[lnkForumImage]
TotalShareware - Download Free Software

Confronta i prezzi di migliaia di prodotti.
Asp Forum
 Home | Login | Register | Search 


 

Forums >

comp.lang.ruby

Relative/absolute url parsing

Michel ( Dagnan )

6/10/2007 10:49:00 PM

Hi!

I have to collect urls from html files, I to transform relative urls to
absolute, I have to handle for example url beginning with '../' and
'./', which is kind of ennoying :D (my head hurts because of the
debugging process)

Actually, I test every case using regexp. Maybe you can help me finding
something faster?

Thanks.

--
Posted via http://www.ruby-....

5 Answers

Alex Young

6/11/2007 7:47:00 AM

0

Michel ( Dagnan ) wrote:
> Hi!
>
> I have to collect urls from html files, I to transform relative urls to
> absolute, I have to handle for example url beginning with '../' and
> './', which is kind of ennoying :D (my head hurts because of the
> debugging process)
>
> Actually, I test every case using regexp. Maybe you can help me finding
> something faster?
If you can shoe-horn your problem into Mechanize, it's got a private
method WWW::Mechanize#to_absolute_uri, which does precisely this. Don't
know if that's of any use, but it might be worthwhile looking at how
it's implemented at least.

--
Alex

Peter Szinek

6/11/2007 8:13:00 AM

0

Hi,

> If you can shoe-horn your problem into Mechanize, it's got a private
> method WWW::Mechanize#to_absolute_uri, which does precisely this. Don't
> know if that's of any use, but it might be worthwhile looking at how
> it's implemented at least.

+1 for Alex's solution.

I have tried to implement this in scRUBYt! (I did not know Mechanize's
to_absolute_uri back then) and, well, failed (fortunately I discovered
it in Mechanize since then). My solution worked for 99% of the cases,
but the rest was totally PITA to hunt down.
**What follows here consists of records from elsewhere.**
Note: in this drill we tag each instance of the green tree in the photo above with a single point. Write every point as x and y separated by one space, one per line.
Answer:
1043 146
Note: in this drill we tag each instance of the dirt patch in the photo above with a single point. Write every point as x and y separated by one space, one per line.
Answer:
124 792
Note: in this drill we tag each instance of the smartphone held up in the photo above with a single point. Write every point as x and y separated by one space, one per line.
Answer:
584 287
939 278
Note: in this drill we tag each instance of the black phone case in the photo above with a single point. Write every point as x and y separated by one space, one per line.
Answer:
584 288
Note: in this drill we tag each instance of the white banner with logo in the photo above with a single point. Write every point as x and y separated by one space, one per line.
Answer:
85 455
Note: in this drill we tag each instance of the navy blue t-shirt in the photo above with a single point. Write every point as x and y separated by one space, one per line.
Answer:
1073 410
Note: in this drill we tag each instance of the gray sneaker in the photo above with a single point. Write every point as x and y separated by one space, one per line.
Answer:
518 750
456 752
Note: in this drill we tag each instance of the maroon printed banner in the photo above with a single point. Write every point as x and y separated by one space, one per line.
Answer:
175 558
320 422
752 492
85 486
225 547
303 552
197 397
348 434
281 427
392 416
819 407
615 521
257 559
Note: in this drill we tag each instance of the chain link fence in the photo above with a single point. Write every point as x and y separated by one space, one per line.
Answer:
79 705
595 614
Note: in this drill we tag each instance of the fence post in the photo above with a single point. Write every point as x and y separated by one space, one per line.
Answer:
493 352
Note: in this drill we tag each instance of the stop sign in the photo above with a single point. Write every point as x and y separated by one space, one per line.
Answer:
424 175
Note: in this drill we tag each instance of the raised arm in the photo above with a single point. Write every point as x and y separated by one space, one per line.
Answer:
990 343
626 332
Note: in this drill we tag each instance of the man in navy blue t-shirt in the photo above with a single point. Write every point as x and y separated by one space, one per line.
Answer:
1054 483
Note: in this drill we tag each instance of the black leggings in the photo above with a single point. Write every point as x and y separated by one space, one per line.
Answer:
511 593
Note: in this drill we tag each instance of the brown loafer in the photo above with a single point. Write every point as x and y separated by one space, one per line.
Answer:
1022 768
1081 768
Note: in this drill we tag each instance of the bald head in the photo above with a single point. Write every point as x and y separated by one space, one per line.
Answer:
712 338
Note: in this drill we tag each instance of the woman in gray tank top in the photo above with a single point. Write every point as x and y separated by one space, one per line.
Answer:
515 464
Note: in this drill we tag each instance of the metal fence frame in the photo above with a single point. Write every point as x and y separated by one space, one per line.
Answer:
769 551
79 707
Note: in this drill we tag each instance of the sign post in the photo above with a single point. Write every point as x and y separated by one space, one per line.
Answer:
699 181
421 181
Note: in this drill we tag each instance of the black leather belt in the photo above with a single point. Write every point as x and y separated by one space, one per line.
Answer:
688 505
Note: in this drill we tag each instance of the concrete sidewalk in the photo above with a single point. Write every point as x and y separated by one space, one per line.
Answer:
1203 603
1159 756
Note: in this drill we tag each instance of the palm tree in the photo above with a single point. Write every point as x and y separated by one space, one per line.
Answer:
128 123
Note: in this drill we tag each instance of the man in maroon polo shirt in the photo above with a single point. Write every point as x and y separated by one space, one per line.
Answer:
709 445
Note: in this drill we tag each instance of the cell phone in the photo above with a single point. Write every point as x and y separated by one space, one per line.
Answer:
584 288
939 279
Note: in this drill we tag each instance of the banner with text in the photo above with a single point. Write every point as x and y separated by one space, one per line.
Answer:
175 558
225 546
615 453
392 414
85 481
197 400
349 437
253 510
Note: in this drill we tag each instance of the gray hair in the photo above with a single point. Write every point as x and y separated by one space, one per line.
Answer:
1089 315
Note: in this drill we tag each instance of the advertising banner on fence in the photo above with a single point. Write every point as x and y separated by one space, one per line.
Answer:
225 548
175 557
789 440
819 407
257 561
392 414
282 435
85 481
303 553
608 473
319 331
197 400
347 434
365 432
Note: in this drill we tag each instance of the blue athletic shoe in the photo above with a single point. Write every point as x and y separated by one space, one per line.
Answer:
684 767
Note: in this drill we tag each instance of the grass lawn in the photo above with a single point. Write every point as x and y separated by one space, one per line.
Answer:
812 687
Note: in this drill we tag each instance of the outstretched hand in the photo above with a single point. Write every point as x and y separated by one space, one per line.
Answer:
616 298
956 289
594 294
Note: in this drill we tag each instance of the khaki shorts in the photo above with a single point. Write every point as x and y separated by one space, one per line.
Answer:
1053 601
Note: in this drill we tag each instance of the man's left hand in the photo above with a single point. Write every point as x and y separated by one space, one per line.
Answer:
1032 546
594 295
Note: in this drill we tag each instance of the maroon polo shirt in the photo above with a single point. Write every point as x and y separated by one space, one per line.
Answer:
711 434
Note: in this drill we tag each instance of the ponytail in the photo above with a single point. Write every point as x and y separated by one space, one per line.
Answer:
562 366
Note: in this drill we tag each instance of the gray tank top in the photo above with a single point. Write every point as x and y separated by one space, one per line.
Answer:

I believe Aaron and the
mechanize community already did this, so why reinvent the wheel?
Believe me, if you can shoe-horn it into Mechanize as Alex suggested, do
it - it will save you lot of time, nerves, headaches, money, whatnot.

Cheers,
Peter
_
http://www.rubyra... :: Ruby and Web2.0 blog
http://s... :: Ruby web scraping framework
http://rubykitch... :: The indexed archive of all things Ruby.




Alex Fenton

6/11/2007 8:57:00 AM

0

Michel ( Dagnan ) wrote:
> Hi!
>
> I have to collect urls from html files, I to transform relative urls to
> absolute, I have to handle for example url beginning with '../' and
> './', which is kind of ennoying :D (my head hurts because of the
> debugging process)

Not sure, but perhaps the standard library will do what you want?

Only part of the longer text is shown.